The final peer-assessed assignment for Coursera MOOC on Andy Warhol run by Edinburgh University was to write between 650-750 words to describe, discuss and evaluate a piece of Warhol’s work. This is what I wrote:

Warhol Electric Chair 1964

Andy Warhol always struck the pose of an artist who chanced upon an image in much the same way that a child might discover a striking picture in a glossy magazine.

Yet a sparse and evocative photograph of an electric chair hardly seems to be a random choice. A real photograph carries a weight of fact, even though it can be deciphered in various ways.

Warhol’s image was adapted from a 1953 photograph taken at Sing-Sing Gaol in New York and produced in 1964. It was presented to the Tate Modern in London by Janet Wolfson de Botton in 1996. The medium is screen print and acrylic paint on a canvas sized 562 x 711 mm.

Warhol subsequently re-used the photo for a series of fourteen prints in different colour combinations but this particular one has a muddy, minimalistic colour scheme almost as if the picture has deteriorated with age. An unwitting viewer might therefore mistake it for a torture instrument from a bygone era rather than a killing machine which is still in use in many parts of the USA, albeit on a reduced scale.

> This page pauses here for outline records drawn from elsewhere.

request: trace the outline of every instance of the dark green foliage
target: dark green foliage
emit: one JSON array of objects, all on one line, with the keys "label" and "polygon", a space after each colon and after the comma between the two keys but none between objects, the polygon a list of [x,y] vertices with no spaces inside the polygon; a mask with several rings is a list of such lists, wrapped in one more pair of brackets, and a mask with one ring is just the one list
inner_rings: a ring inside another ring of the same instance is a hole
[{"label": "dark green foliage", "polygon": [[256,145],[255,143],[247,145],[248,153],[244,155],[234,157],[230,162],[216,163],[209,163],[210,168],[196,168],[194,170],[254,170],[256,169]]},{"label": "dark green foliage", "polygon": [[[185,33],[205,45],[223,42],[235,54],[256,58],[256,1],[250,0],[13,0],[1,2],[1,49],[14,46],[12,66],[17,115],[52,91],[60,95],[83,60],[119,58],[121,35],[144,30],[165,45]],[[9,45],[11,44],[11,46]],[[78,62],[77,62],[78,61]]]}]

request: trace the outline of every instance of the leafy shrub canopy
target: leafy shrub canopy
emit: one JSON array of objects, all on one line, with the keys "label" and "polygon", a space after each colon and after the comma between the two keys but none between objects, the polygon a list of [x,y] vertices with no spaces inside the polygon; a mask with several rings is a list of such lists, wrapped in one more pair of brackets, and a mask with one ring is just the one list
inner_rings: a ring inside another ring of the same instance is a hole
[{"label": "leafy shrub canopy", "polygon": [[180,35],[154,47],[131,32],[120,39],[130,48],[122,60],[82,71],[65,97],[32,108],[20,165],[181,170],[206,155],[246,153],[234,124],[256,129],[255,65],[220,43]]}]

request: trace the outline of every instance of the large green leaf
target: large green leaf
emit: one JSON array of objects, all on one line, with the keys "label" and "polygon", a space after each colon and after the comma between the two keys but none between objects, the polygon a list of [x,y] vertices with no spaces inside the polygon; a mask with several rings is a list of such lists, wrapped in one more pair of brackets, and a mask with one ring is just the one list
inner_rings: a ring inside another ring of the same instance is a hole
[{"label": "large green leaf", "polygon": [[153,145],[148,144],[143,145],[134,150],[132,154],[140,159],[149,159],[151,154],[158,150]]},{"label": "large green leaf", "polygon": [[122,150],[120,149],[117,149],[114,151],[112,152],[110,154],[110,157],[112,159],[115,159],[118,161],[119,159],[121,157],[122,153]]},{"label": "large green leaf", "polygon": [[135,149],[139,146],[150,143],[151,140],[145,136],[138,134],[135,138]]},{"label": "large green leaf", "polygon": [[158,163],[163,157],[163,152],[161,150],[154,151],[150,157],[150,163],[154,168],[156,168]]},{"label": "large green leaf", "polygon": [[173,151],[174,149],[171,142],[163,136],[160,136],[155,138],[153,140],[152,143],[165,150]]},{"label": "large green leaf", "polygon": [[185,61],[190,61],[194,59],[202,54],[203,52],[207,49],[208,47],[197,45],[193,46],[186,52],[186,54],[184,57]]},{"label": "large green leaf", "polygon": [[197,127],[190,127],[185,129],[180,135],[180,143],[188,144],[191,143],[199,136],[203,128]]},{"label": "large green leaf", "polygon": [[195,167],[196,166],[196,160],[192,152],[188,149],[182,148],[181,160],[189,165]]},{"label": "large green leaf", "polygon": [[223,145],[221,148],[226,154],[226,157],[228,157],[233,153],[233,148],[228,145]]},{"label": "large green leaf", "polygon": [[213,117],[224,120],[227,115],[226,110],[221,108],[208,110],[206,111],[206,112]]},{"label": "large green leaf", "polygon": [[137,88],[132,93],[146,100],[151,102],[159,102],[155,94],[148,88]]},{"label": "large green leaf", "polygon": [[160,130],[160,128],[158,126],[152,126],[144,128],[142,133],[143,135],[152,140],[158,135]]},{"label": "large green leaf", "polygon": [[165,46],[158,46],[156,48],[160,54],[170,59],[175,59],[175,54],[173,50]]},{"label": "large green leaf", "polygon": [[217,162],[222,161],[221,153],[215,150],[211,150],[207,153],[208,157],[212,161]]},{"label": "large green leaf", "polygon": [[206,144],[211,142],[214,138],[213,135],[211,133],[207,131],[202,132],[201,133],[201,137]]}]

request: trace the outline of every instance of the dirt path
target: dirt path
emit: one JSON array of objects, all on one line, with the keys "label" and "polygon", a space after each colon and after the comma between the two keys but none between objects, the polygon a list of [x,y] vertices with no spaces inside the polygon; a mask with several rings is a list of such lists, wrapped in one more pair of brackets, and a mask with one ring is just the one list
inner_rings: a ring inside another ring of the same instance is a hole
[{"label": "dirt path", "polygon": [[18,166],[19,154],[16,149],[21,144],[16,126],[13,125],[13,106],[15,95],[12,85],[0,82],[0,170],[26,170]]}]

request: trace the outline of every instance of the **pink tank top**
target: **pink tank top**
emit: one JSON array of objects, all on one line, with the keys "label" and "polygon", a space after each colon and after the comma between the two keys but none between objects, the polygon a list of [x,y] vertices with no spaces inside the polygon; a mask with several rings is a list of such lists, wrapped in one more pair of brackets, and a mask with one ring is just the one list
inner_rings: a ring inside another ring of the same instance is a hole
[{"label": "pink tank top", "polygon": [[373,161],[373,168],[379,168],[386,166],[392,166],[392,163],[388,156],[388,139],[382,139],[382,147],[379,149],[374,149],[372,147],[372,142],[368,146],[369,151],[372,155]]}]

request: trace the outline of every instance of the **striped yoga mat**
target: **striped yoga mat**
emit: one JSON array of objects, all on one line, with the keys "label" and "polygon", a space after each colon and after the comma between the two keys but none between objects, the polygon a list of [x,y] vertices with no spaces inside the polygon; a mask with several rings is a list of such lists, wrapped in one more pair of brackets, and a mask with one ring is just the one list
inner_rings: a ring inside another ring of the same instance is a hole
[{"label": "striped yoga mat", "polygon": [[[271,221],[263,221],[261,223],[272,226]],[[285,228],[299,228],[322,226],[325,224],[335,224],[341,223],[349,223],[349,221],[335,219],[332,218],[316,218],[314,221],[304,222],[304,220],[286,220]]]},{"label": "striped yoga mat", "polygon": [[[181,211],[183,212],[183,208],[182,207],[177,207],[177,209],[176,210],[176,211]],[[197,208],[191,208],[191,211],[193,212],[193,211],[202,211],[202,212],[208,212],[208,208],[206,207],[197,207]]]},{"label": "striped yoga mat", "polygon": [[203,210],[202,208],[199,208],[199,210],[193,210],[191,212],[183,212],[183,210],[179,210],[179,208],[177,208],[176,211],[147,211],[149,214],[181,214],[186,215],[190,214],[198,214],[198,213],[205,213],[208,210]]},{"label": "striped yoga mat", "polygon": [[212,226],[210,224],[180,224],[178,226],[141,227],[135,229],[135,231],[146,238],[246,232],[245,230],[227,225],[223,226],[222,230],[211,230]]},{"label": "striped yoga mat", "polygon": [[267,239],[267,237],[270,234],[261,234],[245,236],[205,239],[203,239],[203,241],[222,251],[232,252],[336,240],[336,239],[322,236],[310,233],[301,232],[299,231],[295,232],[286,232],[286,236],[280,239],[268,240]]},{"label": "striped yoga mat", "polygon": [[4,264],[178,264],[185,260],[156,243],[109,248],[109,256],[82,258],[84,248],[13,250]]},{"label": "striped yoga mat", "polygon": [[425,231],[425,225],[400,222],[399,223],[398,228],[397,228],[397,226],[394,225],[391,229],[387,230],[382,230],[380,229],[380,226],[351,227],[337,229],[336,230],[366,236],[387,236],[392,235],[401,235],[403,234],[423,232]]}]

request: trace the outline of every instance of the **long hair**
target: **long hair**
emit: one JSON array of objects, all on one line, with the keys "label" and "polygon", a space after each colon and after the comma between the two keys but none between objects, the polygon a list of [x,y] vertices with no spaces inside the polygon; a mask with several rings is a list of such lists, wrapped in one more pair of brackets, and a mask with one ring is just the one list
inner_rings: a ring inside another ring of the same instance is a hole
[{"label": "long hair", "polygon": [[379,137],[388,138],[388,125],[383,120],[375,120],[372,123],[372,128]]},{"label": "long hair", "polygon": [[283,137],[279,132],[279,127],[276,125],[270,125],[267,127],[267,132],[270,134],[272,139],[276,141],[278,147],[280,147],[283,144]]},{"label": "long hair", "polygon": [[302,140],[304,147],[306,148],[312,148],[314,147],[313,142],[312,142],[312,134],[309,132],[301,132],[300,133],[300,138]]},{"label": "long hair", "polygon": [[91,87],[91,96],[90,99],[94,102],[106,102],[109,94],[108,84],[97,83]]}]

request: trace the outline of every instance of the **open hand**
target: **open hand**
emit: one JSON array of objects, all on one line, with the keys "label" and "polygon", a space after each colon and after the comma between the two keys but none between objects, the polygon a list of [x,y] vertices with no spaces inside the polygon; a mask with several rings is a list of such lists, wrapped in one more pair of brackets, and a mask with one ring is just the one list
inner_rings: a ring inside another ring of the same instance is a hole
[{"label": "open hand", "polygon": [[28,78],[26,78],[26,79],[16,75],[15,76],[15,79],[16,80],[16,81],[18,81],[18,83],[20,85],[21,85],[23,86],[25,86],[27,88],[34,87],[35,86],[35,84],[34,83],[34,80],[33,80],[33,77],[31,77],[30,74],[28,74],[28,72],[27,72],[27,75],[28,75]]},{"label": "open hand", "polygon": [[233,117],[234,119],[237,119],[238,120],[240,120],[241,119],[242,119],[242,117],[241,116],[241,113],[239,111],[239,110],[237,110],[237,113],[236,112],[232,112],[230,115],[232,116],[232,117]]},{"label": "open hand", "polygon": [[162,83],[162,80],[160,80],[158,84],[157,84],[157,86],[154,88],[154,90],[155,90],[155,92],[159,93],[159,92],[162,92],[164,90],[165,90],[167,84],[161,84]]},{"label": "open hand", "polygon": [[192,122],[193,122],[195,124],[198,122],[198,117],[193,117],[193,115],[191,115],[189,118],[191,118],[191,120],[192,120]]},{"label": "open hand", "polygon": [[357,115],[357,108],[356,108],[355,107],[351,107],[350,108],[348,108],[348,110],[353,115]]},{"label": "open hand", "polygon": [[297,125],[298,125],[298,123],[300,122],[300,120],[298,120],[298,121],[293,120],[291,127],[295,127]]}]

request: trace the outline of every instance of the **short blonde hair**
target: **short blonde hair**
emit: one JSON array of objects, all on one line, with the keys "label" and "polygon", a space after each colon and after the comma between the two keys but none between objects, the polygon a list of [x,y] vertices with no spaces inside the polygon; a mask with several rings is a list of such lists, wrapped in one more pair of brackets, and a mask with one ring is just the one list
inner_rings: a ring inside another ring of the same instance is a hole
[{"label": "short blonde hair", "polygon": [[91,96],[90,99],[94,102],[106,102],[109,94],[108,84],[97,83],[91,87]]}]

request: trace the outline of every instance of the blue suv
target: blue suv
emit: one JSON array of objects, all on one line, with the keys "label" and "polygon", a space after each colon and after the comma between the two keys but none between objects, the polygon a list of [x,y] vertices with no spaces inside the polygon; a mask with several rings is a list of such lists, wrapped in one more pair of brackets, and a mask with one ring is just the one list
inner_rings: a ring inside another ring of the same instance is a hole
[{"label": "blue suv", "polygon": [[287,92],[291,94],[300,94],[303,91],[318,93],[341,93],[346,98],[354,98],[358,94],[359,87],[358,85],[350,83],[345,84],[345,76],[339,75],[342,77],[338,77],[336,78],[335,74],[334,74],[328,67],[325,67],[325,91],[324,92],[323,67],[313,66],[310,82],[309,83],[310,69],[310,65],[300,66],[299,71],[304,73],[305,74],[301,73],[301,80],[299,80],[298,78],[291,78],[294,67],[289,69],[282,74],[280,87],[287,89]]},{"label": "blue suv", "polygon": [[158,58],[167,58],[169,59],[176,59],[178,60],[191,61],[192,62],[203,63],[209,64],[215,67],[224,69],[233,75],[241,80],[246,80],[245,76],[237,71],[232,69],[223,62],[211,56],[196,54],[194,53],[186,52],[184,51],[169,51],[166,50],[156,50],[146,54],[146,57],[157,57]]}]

This work is central to Warhol’s Death And Disaster series which include other representations of suicide and car crashes. The work therefore relates to the theme of death, which was covered in week three of the MOOC. This series is in marked contrast to those works commonly associated with Pop Art which reproduced bright and glamorous images from advertising sources, consumer products and Hollywood portraits.

Study after Velázquez’s Portrait of Pope Innocent X by Francis Bacon (1953)

The starkness of the electric chair is so marked that has echoes of the papal chair in Francis Bacon’s chilling Study after Velasquez I (1953) but the absence of a human figure makes it a much more ambiguous piece of work.

By presenting an empty execution chamber, it is natural to speculate on what Warhol’s real intentions were. Some critics claim that it shows a political side to his character in that it appears to be challenging us to view the electric chair is an inappropriate means of administering justice. Norman Bryson in an essay entitled In Medusa’s Gaze called it “the ultimate still life”. It was discussed by I.Bennett Capers, in the California law review, in terms of its implications with regard to issues of crime and punishment.

Yet this image is very different from a movie such as Krzysztof Kieslowski’s A Short Film About Killing from 1988 where a parallel between an act of murder (by strangulation) and a public execution (by hanging) was drawn by the Polish director to show his opposition to the death penalty.

With Warhol’s work, it cannot be definitively stated that a simple, uncluttered image of an electric chair is making such a clear statement against capital punishment. After all, a photograph of an abattoir is not necessarily making a pro-vegetarian statement. Warhol famously gave no clues as to his moral position, replying “No meaning. No meaning” when asked about his motives. As with most of his work, he lit the blue touch-paper and then stood back, leaving it to others to draw their own conclusions.

Andy Warhol

In the absence of explanation we may look for meaning from context. In 1963, the Sing Sing Death Chamber was the location of the two final executions in New York State of Julius and Ethel Rosenberg.

While the vast majority of those on death row have been convicted of murder, this married couple were found guilty of espionage having passed on classified information about the atomic bomb to the Soviet Union. Julius Rosenberg died quickly in the chair but the first three successive jolts did not kill his wife Ethel straightaway. As with the recent botched execution by lethal injection of Clayton Lockett in Oklahoma, such incidents serve to inflame controversy about capital punishment.

A level of violent crime and murder in the USA proves that the death penalty is not an effective form of deterrent. In consequence, executions can only be seen as eye for an eye acts of retribution which, in my view, have no place in a civilised society. Ultimately, however, the interpretation of Warhol’s image depends on where you stand on this issue.

As he was well aware, beauty, as well as brutality, is in the eye of the beholder.